The BEA also said “that there must be established facts” to make recommendations as part of a technical investigation. ” However, the evidence, there are a number including the BEA has called “Findings” on page 71 of its report. The 13th “fact” of the list – it seems that a figure that is good luck – is the following:

“twenty-four automatic maintenance messages were received between 2 and 10 h 2 h 15 via ACARS. It appears from these messages inconsistency of measured speeds and the associated consequences,”

“It appears from these messages inconsistency speeds measured” …

“inconsistent speeds …

“measured” …

Student Paul-Louis, what allows to “measure” the speed?

Answer: Pitot.

How these speeds have been measured, student Paul-Louis?

Answer: so inconsistent.

The Pitot are always designed to measure speeds inconsistently, student Paul-Louis?


In terms of “fact,” the BEA writing itself, there is inconsistent speeds incriminates Pitot. This confirms that the first reading of ACARS messages of the sequence of Fault Report preceding the crash, the failure of the Pitot and its tragic “consequences.”

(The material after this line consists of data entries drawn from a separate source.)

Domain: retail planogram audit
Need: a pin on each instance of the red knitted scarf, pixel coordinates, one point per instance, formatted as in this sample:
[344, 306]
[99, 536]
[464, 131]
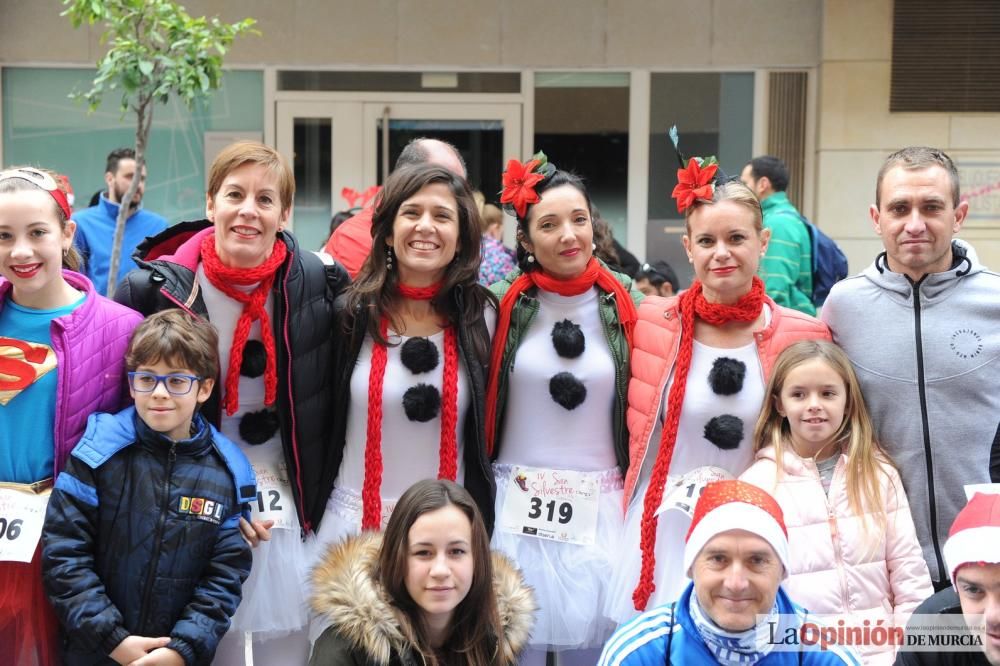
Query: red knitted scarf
[692, 303]
[223, 278]
[593, 274]
[371, 492]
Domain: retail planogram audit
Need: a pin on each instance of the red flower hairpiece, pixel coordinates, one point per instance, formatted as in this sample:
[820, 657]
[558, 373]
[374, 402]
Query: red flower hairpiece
[519, 181]
[695, 182]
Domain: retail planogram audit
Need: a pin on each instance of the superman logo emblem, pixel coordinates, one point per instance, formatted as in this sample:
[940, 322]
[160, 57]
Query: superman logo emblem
[21, 365]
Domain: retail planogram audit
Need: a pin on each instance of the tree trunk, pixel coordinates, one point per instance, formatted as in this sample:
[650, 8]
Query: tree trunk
[144, 117]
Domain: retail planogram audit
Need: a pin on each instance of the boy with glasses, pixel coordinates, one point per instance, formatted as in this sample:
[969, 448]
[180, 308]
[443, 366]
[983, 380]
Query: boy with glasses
[142, 553]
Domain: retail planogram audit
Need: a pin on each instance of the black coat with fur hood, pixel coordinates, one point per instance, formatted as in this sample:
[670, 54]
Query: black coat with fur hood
[365, 629]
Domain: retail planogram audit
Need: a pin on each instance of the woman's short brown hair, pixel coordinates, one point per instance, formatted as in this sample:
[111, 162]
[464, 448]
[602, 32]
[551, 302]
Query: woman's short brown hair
[71, 258]
[237, 154]
[175, 337]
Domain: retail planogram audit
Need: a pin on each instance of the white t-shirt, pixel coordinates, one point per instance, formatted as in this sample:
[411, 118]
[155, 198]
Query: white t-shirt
[540, 432]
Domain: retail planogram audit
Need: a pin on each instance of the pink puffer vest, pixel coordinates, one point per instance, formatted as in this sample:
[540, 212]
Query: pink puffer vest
[655, 344]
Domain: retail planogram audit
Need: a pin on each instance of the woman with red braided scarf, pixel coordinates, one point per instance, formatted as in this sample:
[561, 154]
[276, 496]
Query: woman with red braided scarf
[412, 358]
[272, 304]
[556, 410]
[699, 367]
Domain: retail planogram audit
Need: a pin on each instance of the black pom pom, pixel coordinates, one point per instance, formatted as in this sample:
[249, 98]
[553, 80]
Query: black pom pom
[567, 390]
[419, 355]
[726, 376]
[258, 427]
[567, 338]
[421, 402]
[725, 431]
[254, 359]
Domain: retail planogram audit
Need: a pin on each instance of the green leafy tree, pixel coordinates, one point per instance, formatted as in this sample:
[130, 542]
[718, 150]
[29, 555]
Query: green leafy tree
[155, 50]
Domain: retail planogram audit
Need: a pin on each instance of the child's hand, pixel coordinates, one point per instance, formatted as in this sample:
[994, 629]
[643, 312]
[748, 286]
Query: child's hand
[160, 657]
[256, 531]
[136, 647]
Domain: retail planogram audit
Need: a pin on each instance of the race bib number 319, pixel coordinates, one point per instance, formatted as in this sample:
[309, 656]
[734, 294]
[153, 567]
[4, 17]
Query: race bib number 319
[559, 505]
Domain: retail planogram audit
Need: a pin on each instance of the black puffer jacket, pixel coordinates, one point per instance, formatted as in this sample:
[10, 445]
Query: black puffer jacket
[478, 473]
[303, 320]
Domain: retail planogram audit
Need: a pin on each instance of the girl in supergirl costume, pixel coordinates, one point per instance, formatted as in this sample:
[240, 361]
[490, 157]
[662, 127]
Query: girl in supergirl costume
[556, 409]
[852, 545]
[62, 357]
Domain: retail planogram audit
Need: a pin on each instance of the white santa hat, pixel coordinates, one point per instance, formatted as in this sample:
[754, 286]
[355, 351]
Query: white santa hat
[736, 505]
[974, 537]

Finally, the BEA has told reporters (Reuters – July 10, 2009) that this failure was a Pitot contributory factor to the accident. Although according to the BEA it was not the cause of the accident (sic), how can we accept without batting an eyelid that still identified as a factor contributing to an accident? How to assert, as has just done what the BEA 1st August despite ads Airbus and EASA, it is not possible to make a recommendation on pitot probes?

The BEA has gone into a defense until hardliners Pitot probes – that can guarantee economic interests of justice – and became so mired in the muddy path that now seems not to know how to extract it.

Updated? published on 2009-08-03 10:22 by EuroCockpit.

Related Links

AF 447: The Pitot, a change in a panic?